Autant le dire d'emblée, le jeune capitaine César est un homme exceptionnel de courage et de volonté. Pour de bonnes ou de mauvaises raisons, tous les militaires blessés par balles, par explosifs ou accidentés ne réagissent pas comme lui. Aucune rancœur, aucune colère dans ses mots, mais au contraire de la reconnaissance. Pour les hommes qui l'ont soigné dans le désert au moment de l'accident ; pour ceux qui l'ont rapatrié en urgence puis opéré et retapé à Paris. Pour le président Hollande et les chefs d'état-major qui sont venus lui rendre visite, pour l'institution militaire et la façon dont elle a, assure-t-il, pris en charge sa santé, son avenir, la peine et l'angoisse de ses parents. "Quand vous devenez tétraplégique, votre monde se restreint tellement… Il faut alors redessiner le champ des possibles. J'y suis parvenu grâce à tous les soutiens que j'ai reçus."
Apprendre à vivre avec les séquelles de l'accident
L'armée française a mis du temps avant de réellement se préoccuper du devenir de ses hommes grièvement blessés. Quelles séquelles physiques et psychologiques? Quelle vie avec un handicap? Quelles sources de revenus, quel impact sur la vie professionnelle et familiale? Confrontée aux 1.300 victimes rapatriées d'Afghanistan et des autres théâtres d'opérations depuis 2010, la Cabat a été réformée pour permettre un suivi financier, professionnel, social et psychologique du soldat blessé. "La majorité des gars vous attrapent par le bras et vous disent : "Je veux ma vie d'avant!", explique le colonel Maloux. Notre mission consiste justement à les aider à faire le deuil de cette vie passée et à construire avec eux celle d'après."

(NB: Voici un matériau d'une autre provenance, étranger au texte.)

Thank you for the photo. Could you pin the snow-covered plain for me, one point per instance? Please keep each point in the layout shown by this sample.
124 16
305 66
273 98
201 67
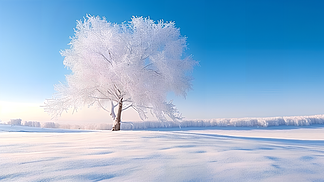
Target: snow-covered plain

Des quatre membres, seul le bras gauche est parfaitement valide. Paralysé du bas du corps, César, qui séjourne depuis un an à l'Institut national des Invalides à Paris, recouvre peu à peu l'usage du bras droit, parvenant désormais à serrer la main. Au départ, le capitaine rêvait de réintégrer son régiment d'élite, non pour repartir en Afrique mais pour travailler derrière un bureau. "Il a d'abord fallu lui faire admettre que cela n'était pas possible, précise le colonel Maloux. La règle chez les forces spéciales est que l'intégralité du régiment doit pouvoir être déployée sur le théâtre d'opérations. Et puis quand bien même : je ne suis pas sûr qu'il aurait bien vécu de rester en France quand ses copains seraient tous partis en opérations." Comme à 15 ans, quand il s'était demandé comment devenir officier opérant sur des zones de combat, le jeune capitaine a programmé la suite de sa vie. Réapprendre à se déplacer, à gérer la fatigue, le stress. Apprendre à vivre avec les séquelles de l'accident. Se donner le temps d'y parvenir. Reprendre des études et apprendre l'arabe pour, ensuite, dans quelques mois, occuper un poste à responsabilité au sein des états-majors parisiens.
"Meurtris dans leur âme et dans leur chair"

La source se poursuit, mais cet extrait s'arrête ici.